South Korea ramps up production of its own anti-missile system
South Korea’s military is planning to mass produce the Cheongung, a self-developed midrange surface-to-air missile system after a reassessment or reappraisal.
The development of a long-range radar and an aerial infrared countermeasure may also restart after they were suspended, Newsis reported Dec. 26.
Seoul’s Defense Acquisition Program Administration made the announcements following the 108th arms acquisition project committee meeting.
Discussions of mass production of the Cheongung, also known as the Cheolmae-2, or KM-SAM, began on Nov. 17, according to the South Korean press report.
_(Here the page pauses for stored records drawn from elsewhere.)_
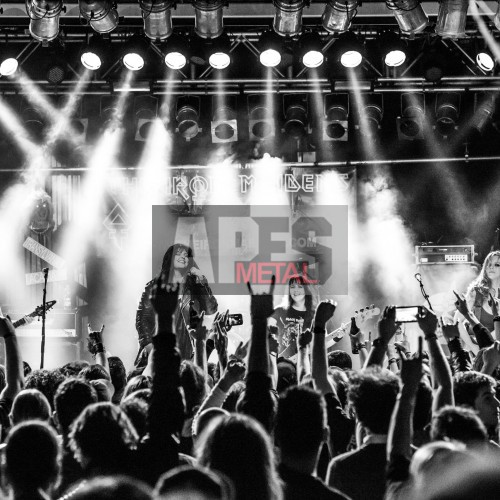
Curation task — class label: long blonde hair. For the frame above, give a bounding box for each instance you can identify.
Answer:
[466,251,500,299]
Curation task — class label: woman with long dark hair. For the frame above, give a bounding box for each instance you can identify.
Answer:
[268,275,315,359]
[135,243,218,361]
[465,250,500,333]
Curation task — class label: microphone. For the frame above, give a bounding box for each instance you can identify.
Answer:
[414,273,422,282]
[42,268,49,277]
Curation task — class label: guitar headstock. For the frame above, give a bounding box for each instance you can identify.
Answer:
[32,300,57,318]
[353,305,381,324]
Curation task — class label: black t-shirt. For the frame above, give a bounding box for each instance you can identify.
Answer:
[271,307,313,358]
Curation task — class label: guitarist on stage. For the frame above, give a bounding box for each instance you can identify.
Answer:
[268,275,316,359]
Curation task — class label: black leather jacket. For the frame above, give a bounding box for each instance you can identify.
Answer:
[135,274,218,360]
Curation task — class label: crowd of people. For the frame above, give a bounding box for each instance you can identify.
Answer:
[1,248,500,499]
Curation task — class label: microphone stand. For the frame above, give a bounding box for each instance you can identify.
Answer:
[415,272,434,312]
[41,268,48,369]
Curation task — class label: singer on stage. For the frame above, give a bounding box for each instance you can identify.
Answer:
[464,250,500,332]
[136,243,218,361]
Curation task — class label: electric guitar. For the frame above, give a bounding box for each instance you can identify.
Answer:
[11,301,57,329]
[288,305,380,363]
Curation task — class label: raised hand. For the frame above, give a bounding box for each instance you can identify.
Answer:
[297,328,312,349]
[314,300,337,330]
[233,339,249,361]
[400,337,424,393]
[0,310,15,339]
[150,273,180,330]
[441,322,460,341]
[453,290,471,319]
[268,333,279,356]
[247,276,275,322]
[88,323,105,344]
[416,306,438,337]
[378,306,398,344]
The technology is part of the country’s homegrown anti-missile systems, the Korean Air and Missile Defense.
KAMD in turn is part of South Korea’s “three-axis system” that also includes Seoul’s homegrown anti-missile systems and Kill Chain, a pre-emptive strike system.
Defense authorities said programs to develop a fixed long-range radar system to detect North Korea aircraft, and infrared countermeasures, are to be suspended following the discovery of flaws, but to be resumed as “soon as possible,” according to Newsis.
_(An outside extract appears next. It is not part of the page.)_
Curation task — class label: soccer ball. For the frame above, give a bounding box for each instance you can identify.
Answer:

Yonhap reported Dec. 26 LIG Nex1, a local defense contractor, developed the radar that failed in an operational test in 2014.
“Multiple defects were found in the test and a violation of contract terms was also detected,” DAPA said.
South Korea’s military is planning to make changes following the explosion of a K-9 Thunder self-propelled howitzer in August, News 1 reported Dec. 26.
The military plans to install a black box in the artillery and require personnel to wear flame-resistant combat uniforms, according to the report.
The explosion, caused by a mechanical flaw, wounded four soldiers and killed three, according to Yonhap.